Dziś prezes PiS Jarosław Kaczyński poinformował, że do laski marszałkowskiej skierowany zostanie projekt obniżenia pensji poselskich o 20 proc. Błyskawicznie na tę decyzję zareagowała parlamentarna opozycja - padły słowa o "zemście" i "karaniu", a Ryszard Petru zaproponował pewien plan.
Prezes PiS Jarosław Kaczyński poinformował dziś, że Komitet Polityczny PiS na jego wniosek ustalił, że zostanie złożony do laski marszałkowskiej projekt obniżenia o 20 proc. pensji poselskich i senatorskich. Dodatkowo - jak dodał prezes PiS - mają zostać "wprowadzone nowe limity obniżające" dla wójtów, burmistrzów, prezydentów, marszałków i starostów, a także dla ich zastępców. Kaczyński zapowiedział też, że zniesione zostaną "wszelkie dodatkowe, poza pensją, świadczenia, jeśli chodzi o kierownictwa spółek Skarbu Państwa".
CZYTAJ WIĘCEJ: Będzie obniżenie poselskich pensji? Do Sejmu trafi stosowny projekt
To jest bardzo dobry test - sprawdzimy, jak głosować będą posłowie opozycji totalnej, którzy krzyczeli, że jest po prawej stronie sceny politycznej jakieś "rozpasanie"
- mówił w rozmowie z naszym portalem poseł WiS, Adam Andruszkiewicz.
Na reakcję opozycji nie trzeba było długo czekać. Szefowa Nowoczesnej, Katarzyna Lubnauer, uznała taką propozycję za "zemstę za wyciągnięcie przez opozycję "afery z nagrodami rządu"".
Nie był to jedyny głos, który przybrał retorykę "zemsty" i "karania" . Nie brakowało w tym podkreślania "zasług" opozycji. W tonie podobnym do Lubnauer wypowiedział się rzecznik PO, Jan Grabiec.
Za bezprawnie pobrane nagrody przez ministrów rządu PiS zapłacić mają posłowie, którzy aferę ujawnili. Samorządowcy w charakterze chłopca do bicia dostaną po kieszeni.
— Jan Grabiec (@JanGrabiec) 5 kwietnia 2018
Tak zasad moralnych naucza J. Kaczyński.
Niektórzy postanowili jednak przedstawić swój plan... m.in. Ryszard Petru oraz Władysław Kosiniak-Kamysz.
Posłów powinno być o połowę mniej - i wtedy mogliby wiecej zarabiać. Podobnie w przypadku urzędników.
— Ryszard Petru (@RyszardPetru) 5 kwietnia 2018
Propozycje Kaczynskiego to zasłona dymna na chciwość PiSu
Nie mamy zaufania do rządu #PiS. Mówimy: sprawdzam!
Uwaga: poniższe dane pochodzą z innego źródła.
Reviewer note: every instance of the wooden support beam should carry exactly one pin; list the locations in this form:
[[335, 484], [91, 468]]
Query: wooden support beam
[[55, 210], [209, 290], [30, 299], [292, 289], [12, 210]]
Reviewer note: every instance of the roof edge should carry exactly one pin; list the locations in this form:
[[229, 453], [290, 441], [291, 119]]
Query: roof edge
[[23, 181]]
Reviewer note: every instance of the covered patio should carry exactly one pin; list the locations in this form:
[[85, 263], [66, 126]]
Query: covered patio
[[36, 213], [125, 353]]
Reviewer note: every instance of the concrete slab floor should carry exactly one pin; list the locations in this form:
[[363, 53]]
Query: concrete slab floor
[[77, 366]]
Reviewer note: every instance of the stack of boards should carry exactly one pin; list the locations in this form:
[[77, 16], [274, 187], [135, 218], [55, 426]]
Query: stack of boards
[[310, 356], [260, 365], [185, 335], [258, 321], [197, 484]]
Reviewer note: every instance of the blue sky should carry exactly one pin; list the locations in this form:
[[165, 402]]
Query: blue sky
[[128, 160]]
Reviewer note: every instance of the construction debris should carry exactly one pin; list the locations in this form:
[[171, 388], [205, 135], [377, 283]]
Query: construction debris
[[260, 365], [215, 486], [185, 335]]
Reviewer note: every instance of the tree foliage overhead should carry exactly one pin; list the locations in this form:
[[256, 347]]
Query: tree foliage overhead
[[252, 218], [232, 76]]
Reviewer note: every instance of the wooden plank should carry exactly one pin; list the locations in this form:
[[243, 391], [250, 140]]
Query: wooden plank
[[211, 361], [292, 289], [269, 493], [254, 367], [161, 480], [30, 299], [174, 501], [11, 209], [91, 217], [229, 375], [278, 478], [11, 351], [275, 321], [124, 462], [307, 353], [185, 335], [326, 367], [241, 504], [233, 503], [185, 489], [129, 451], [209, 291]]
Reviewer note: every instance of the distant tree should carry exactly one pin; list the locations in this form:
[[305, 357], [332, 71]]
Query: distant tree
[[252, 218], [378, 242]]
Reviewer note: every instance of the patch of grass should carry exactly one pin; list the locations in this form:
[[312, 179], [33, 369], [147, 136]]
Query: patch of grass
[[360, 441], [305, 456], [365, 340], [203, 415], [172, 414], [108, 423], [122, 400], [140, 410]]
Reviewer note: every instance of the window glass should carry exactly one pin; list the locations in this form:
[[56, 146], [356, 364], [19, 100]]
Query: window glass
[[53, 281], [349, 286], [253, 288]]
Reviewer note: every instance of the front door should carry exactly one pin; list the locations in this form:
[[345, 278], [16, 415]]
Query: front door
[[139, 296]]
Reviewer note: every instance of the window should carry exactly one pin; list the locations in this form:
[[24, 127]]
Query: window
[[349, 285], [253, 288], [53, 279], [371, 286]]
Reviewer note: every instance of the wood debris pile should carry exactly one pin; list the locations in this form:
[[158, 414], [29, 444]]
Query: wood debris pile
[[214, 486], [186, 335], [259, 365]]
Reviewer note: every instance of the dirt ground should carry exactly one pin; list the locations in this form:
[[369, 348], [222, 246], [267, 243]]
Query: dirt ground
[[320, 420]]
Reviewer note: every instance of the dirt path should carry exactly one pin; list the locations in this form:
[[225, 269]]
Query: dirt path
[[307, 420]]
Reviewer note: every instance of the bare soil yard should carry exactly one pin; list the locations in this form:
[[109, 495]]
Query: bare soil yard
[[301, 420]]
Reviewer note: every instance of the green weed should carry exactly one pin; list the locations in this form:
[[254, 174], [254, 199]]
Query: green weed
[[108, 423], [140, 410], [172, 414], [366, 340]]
Połączmy uposażenie posła ze średnią krajową albo zostaje społeczne pełnienie funkcji łączone z pracą – @KosiniakKamysz w #Sejm.
— ???? PSL (@nowePSL) 5 kwietnia 2018
Na pewno nie będziemy z tym zwlekać
– zadeklarował Jarosław Kaczyński, mówiąc o projekcie cięć w poselskich pensjach. Dodał, że jest to "decyzja, którą najdalej w ciągu dwóch miesięcy uda się wyegzekwować".
Jeśli społeczeństwo tego chce, a widać wyraźnie, że chce, to my się przychylamy do tej decyzji i będziemy w związku z tym ponosić finansowe straty, ale dla dobra ojczyzny, dla budowy przeświadczenia społeczeństwa, że polityka rzeczywiście nie jest dla bogacenia się, jest po to, żeby służyć dobru publicznemu
- mówił Jarosław Kaczyński. Głosowanie nad projektem zilustruje, komu taki pogląd na politykę jest bliski, a komu - niekoniecznie.